I am a strong woman.
It works against me and it works for me, depending on the day.
But even though I might be strong, I’m also possibly the most sensitive person you’ve ever met and you’ve probably never even realized it. Sometimes when I’m at my most vulnerable I pretend to be my most strong.
I’ve grown up being more than encouraged by my family that I matter as a woman and that God loves me just as much as a man; and that because I am a woman I have no less to contribute to this world than the male gender does. I have been raised by parents who have shown me that women can and should lead right alongside men. I’ve been raised by parents who view marriage as a mutually submissive relationship. And so naturally, I’ve learned to lead. Not just that, I’ve learned to love leading.
I am mentored by two women who inspire me with their gifts and abilities and their love for the Lord and boy oh boy, are they women who can lead!
This year I’ve been overwhelmed to find out that there are quite a number of people around me don’t believe that God designed women to be pastors and teachers in the church. This past summer I spent my time doing a pastoral and teaching internship.
Can you feel the tension here?
I know that there are a large group of people who live with this belief but I didn’t know they were so close to me.
You see I’m convinced that it in fact is biblical for women to lead and I’ve done some study on the topic. But I don’t write this to get into some type of biblical or theological debate because I don’t actually think that will make any difference. For me there’s another side to consider, it’s the side that I don’t think some of these people see. It is the sensitive under the strong.
It’s the question of whether you really realize the implications of what you’re saying, what you believe and what you hold to? It’s the fact that most often it becomes about power, about making others feel small.
Whether I have to sit on a certain side of the church.
Or whether I’m not permitted to speak.
Or perhaps just not permitted to teach.
Or I have to be called a director and not a pastor when I the same credentials as you.
Whatever it is, do you realize you’ve put me in a box?
Because what happens when God has given me a story to tell?
What happens when I have gifts to lead?
What about when I sense every door open to be a pastor? When I hear God whisper the word “lead” to me?
Am I to listen to your word, to your interpretation and not God’s leading in my very own life?
There is this story; it’s actually a scene from a movie that my Dad loves. He’s told me the story so often that it’s ingrained into my mind. It’s from the old classic “Chariots of Fire”. Here’s a brief synopsis of the movie…
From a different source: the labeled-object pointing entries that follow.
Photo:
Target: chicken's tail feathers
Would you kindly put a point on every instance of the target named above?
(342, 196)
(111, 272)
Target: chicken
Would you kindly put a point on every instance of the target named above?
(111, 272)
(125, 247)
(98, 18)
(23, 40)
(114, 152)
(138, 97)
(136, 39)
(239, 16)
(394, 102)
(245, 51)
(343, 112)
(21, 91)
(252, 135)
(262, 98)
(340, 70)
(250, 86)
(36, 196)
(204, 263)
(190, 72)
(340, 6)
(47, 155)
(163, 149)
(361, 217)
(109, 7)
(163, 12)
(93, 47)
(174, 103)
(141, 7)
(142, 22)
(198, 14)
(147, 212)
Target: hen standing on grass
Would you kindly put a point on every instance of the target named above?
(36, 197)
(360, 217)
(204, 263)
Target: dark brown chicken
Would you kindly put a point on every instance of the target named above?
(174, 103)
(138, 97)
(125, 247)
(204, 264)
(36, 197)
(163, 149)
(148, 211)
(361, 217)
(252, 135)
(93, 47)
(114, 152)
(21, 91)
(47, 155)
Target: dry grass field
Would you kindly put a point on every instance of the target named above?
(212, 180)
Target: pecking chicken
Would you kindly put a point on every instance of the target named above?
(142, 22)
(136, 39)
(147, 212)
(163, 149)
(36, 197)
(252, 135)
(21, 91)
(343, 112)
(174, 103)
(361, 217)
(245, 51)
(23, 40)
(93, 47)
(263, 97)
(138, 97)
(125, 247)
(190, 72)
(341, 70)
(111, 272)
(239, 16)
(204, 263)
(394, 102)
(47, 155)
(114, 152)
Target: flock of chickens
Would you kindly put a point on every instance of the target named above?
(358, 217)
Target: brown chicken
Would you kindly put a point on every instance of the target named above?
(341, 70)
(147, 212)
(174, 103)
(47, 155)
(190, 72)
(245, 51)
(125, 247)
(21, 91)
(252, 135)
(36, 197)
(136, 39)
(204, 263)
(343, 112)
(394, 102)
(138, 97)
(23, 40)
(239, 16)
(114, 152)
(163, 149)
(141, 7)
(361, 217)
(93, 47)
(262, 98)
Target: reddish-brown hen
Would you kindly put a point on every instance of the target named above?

The story, told in a flashback, of two young British sprinters competing for fame in the 1924 Olympics. Eric, a devout Scottish missionary runs because he knows it must please God. Harold, the song of a newly rich Jew runs to prove his place in Cambridge society. In a warmup 100 meter race, Eric defeats Harold, who hires a pro trainer to prepare him. Eric, whose qualifying heat is scheduled for Sunday, refuses to run despite pressure from the Olympic committee. A compromise is reached when a nobleman allows Eric to compete in his 400 meter slot. Eric and Harold win their respective races and go on to achieve fame as missionary and businessman/athletic advocate, respectively.
When Eric Liddell accidentally missed a church prayer meeting because of his running, his sister Jennie scolds him and accuses him of no longer caring about God. Eric tells her that though he intends to eventually return to the China mission, he feels divinely inspired when running, and that not to run would be to dishonour God: “I believe that God made me for a purpose. But He also made me fast, and when I run, I feel His pleasure.”
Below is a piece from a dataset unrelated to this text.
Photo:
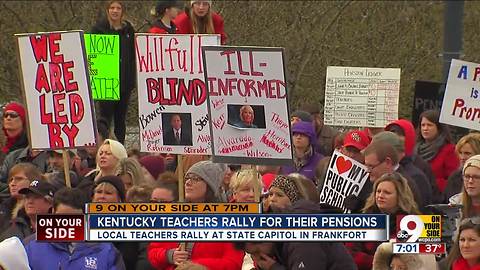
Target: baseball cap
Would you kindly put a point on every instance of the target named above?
(40, 187)
(356, 138)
I love this part of the movie purely for what I believe is its insight into the very heart of God. To not run would be to dishonor God because God created Eric to run, so choosing not to run would be living in a way that is untrue to how God made him.
So what if God made me to lead and to teach? What if somehow I come alive when I lead? Would it be dishonouring to God to choose not to live and act in a way that He created me to?
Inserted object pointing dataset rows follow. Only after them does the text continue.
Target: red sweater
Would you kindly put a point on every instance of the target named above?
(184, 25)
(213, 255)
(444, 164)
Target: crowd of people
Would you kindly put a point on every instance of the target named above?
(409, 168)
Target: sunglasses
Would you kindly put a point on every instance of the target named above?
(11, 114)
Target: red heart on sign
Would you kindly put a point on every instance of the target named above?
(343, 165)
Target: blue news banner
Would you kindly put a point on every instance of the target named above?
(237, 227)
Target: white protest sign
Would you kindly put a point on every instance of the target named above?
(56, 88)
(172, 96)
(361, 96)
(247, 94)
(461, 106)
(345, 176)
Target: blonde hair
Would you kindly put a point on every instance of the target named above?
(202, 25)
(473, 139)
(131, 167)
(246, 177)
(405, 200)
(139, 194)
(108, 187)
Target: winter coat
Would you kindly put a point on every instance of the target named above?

This isn’t really even about me personally. I’m not sure I want to be a pastor and when it comes down to it, I personally probably prefer the lead pastor to be a man. But I had a chance this summer to do a 3 week teaching series as a part of my pastoral internship and I loved it. I loved what I learned about God and His word through my study and message preparation and I love that I got to share that with people. And I do love to lead and there are situations that I get put in where I feel like to not lead would be a denial of the gifts that God has entrusted me with.
So there’s this tension when I cross paths with the “women shouldn’t lead because God didn’t mean for them to” mentality, simply because I cannot in any way believe that there is a solid foundation for its truth. And if you really know me and you still believe this, then what does that say about how you view me as a person?
What I’m not trying to do is go on some feminist power trip here. I actually do think there are certain roles that men and women should have that cannot actually overlap. I have some male friends who lead in a way and demand a respect that I’m still uncertain a woman ever could. But does that mean it couldn’t happen and does that mean that it shouldn’t?
Because in the end I believe that God made me for a purpose. But He also made me to lead, and when I lead, I feel His pleasure.
P.S. I’m not a feminist, just for the record.
P.S. I’m not a feminist, just for the record.